Tuesday 3 March 2009

An unfolding drama

First published in Sons View, 03 March 2009, Dumbarton -v- East Stirlingshire

If anyone had said at roughly this time last year that “one of Dumbarton’s main promotion rivals this time next season will be East Stirlingshire”, they might well have found themselves getting some distinctly quizzical or ‘sympathetic’ looks on the way back to the bar.

Back at the end of February 2008 the Shire were in the process of hitting the bottom of Division Three, where everybody frankly expected them to be, with us not that far above. We had beaten today’s opponents 3-1 at the Rock in our previous encounter, and then in March the Sons had to be content with a deadening 0-0 away draw.

The agenda for the latter half of the season for both clubs then became avoiding the wooden spoon – which we both managed to do, though it seemed like a scant achievement at the time. Sons had hoped for much more, though we knew we were up against it from the start.

How fortunes wiggle and wander. In both camps, the rebuilding has been substantial… but remains unfinished. This evening we and East Stirling find ourselves face-to-face for the second important game against each other in only four days. It’s an encounter that could significantly boost or deflate morale as we chase a play-off place for May ’09 – the dates for those games now having been set by the SFL between the 13th and 23rd.

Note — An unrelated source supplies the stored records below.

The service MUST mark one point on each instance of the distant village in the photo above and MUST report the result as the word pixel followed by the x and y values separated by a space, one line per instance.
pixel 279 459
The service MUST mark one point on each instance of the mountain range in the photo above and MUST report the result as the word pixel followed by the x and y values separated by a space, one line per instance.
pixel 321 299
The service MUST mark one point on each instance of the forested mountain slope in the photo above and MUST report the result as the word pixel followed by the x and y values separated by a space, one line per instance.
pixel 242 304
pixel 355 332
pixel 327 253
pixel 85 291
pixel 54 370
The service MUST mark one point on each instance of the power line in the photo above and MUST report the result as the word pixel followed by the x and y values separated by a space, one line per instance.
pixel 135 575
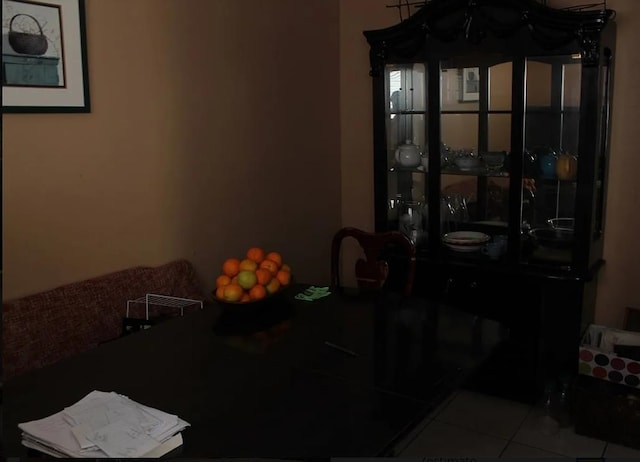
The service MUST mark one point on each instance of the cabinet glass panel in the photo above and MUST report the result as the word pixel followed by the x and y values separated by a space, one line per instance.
pixel 406 135
pixel 459 88
pixel 500 77
pixel 551 162
pixel 460 133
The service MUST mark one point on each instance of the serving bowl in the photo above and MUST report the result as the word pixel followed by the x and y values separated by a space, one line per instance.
pixel 467 162
pixel 494 160
pixel 561 223
pixel 465 241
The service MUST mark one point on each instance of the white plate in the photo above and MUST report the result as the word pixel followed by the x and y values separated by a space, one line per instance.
pixel 465 238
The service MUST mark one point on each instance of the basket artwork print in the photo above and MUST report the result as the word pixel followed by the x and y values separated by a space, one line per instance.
pixel 44 56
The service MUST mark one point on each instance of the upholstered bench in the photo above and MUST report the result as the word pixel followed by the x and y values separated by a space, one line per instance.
pixel 40 329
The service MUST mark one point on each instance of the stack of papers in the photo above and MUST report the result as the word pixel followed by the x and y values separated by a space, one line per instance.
pixel 105 425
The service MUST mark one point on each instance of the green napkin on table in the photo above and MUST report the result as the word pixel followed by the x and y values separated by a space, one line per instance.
pixel 313 293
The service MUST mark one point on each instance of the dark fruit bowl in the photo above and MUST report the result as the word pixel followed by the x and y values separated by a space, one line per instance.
pixel 263 301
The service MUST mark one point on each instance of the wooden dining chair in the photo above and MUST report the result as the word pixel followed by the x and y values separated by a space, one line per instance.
pixel 372 271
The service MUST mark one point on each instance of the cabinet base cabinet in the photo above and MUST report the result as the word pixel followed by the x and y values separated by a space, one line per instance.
pixel 543 321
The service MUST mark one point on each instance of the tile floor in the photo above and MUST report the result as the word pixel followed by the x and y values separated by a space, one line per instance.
pixel 469 424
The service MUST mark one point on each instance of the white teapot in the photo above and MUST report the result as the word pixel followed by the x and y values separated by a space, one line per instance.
pixel 408 154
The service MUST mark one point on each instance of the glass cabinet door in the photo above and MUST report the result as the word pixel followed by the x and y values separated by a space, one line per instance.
pixel 552 110
pixel 406 128
pixel 475 134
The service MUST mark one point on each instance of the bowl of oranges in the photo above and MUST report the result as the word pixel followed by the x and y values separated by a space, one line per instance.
pixel 257 276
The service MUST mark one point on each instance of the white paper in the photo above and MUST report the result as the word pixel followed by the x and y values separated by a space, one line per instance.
pixel 104 425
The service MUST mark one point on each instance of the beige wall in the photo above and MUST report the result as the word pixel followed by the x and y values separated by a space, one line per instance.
pixel 214 127
pixel 226 124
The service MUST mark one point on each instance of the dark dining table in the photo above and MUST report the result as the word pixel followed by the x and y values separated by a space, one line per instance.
pixel 343 376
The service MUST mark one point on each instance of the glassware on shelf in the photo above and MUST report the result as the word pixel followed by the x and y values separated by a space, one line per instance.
pixel 453 210
pixel 411 219
pixel 408 155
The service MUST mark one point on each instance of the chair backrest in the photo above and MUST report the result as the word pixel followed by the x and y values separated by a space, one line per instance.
pixel 372 272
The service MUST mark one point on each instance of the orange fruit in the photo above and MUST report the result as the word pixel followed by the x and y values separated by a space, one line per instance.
pixel 231 267
pixel 256 254
pixel 273 286
pixel 247 279
pixel 247 264
pixel 264 276
pixel 275 256
pixel 284 277
pixel 232 292
pixel 257 292
pixel 269 265
pixel 222 280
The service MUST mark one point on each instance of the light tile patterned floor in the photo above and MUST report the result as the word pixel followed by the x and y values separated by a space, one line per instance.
pixel 470 424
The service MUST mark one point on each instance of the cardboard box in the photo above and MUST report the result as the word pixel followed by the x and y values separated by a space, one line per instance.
pixel 597 358
pixel 607 411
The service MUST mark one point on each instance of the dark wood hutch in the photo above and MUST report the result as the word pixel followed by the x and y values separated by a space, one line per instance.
pixel 491 138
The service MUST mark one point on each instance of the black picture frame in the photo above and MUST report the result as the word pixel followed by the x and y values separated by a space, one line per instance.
pixel 469 84
pixel 51 81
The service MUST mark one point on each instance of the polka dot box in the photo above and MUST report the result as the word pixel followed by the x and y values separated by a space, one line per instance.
pixel 606 366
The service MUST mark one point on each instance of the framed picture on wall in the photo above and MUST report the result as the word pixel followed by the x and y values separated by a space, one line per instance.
pixel 469 84
pixel 44 56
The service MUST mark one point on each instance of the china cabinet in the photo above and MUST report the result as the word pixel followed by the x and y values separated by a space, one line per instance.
pixel 491 137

I was going to say “play-off place or better”, but realistically the loss of two home points against high-flyers Cowdenbeath on 21 February, when John Dempster secured an equaliser for the Fife side after Pat Boyle’s opener, makes title claims an outside chance for the Sons now – though not an outright impossibility.

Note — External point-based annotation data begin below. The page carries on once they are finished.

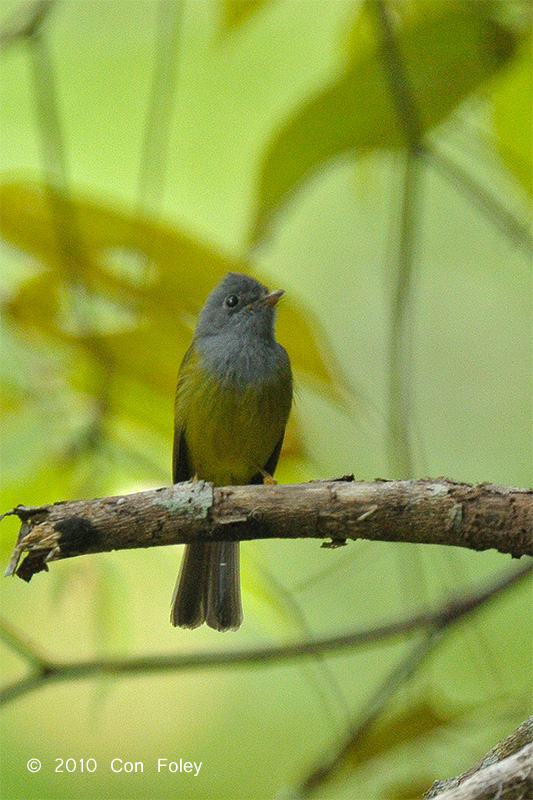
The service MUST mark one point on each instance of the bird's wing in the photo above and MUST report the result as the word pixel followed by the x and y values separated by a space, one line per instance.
pixel 272 462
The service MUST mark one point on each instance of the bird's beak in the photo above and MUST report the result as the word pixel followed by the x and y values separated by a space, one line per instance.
pixel 272 298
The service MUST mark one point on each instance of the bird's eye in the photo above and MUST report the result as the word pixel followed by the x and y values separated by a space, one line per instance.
pixel 232 301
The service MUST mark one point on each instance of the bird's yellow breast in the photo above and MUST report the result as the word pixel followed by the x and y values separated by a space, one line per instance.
pixel 230 430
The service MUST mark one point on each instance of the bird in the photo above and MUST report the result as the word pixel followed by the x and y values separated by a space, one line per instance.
pixel 233 399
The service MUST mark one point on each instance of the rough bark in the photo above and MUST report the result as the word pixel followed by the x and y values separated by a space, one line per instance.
pixel 426 511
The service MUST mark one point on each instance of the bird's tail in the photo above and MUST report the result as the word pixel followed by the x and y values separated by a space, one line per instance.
pixel 208 587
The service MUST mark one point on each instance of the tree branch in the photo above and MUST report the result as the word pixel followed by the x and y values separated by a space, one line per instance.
pixel 425 511
pixel 504 773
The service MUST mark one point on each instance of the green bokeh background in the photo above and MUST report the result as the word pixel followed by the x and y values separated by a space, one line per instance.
pixel 244 71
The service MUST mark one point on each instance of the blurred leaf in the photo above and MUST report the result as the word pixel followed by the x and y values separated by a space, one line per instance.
pixel 156 314
pixel 512 100
pixel 448 52
pixel 412 724
pixel 236 12
pixel 119 295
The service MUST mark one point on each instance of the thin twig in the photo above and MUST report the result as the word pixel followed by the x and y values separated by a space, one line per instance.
pixel 515 230
pixel 51 671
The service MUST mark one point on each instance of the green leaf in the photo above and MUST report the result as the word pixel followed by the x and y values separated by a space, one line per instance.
pixel 236 12
pixel 512 101
pixel 120 295
pixel 448 52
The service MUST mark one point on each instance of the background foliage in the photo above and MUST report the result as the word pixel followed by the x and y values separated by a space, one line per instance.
pixel 150 146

As for the all-important 2008-9 finishing line, it might still seem a long way off from where you are seated right now, but the rest of the season is about to hit us with a frightening intensity.

After a period of forced inactivity at the end of the winter, Dumbarton will come out of tonight’s match with just three days in which to prepare for welcoming Albion Rovers to the Rock… which in turn will be the first of five games in 14 days, and part of a sequence of seven matches in one month.

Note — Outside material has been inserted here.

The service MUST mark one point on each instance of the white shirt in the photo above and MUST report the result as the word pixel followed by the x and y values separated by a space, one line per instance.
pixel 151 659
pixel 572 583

Whatever way you look at it, it’s going to be quite a battle. At the midpoint, on the eve of the Ides of March, appropriately enough, we are away to Montrose – who were early contenders for the top spots, have dropped off quite a bit of late, and will be scrambling over the next few weeks to try to get back into promotion contention.

As is always the case in football, quite a few imaginative scripts and scenarios could be written for the next few weeks. It’s not just at the Oscars that people like to prepare their speeches on the basis of what might be! But the only stories that will count are those that work themselves out definitively on the park.

So by the time the Sons welcome Berwick Rangers to SHS for the first home game in April, we fans will either be licking our lips, gritting our teeth or holding our breath. No wonder we are usually seen as… well, mouthy.

Part of the joy of this game is that, within some fairly clear parameters, you get to make up the plot as you go along. And while it’s always the case that the pundits and scribes will try to look back and authoritatively pronounce on where “the turning point” was, for either good or ill, the truth is that at the time no-one quite knows. Not even the know-alls.

The job of the good football coach, indeed, is to turn the minds of his players away from the kind of idle speculation I am indulging in here, the sort which keeps us supporters merrily occupied in lingering moments between match action. His task, by contrast, is to get them to focus on the fact that it is here and now that they can grab the opportunity before them. Fortunes can be turned in an instant on the pitch. Glory and despair are rarely more than a kick away.

This, of course, is what keeps us cheering and sighing, hoping and wondering, praising and moaning… but above all, coming back to the Rock for more.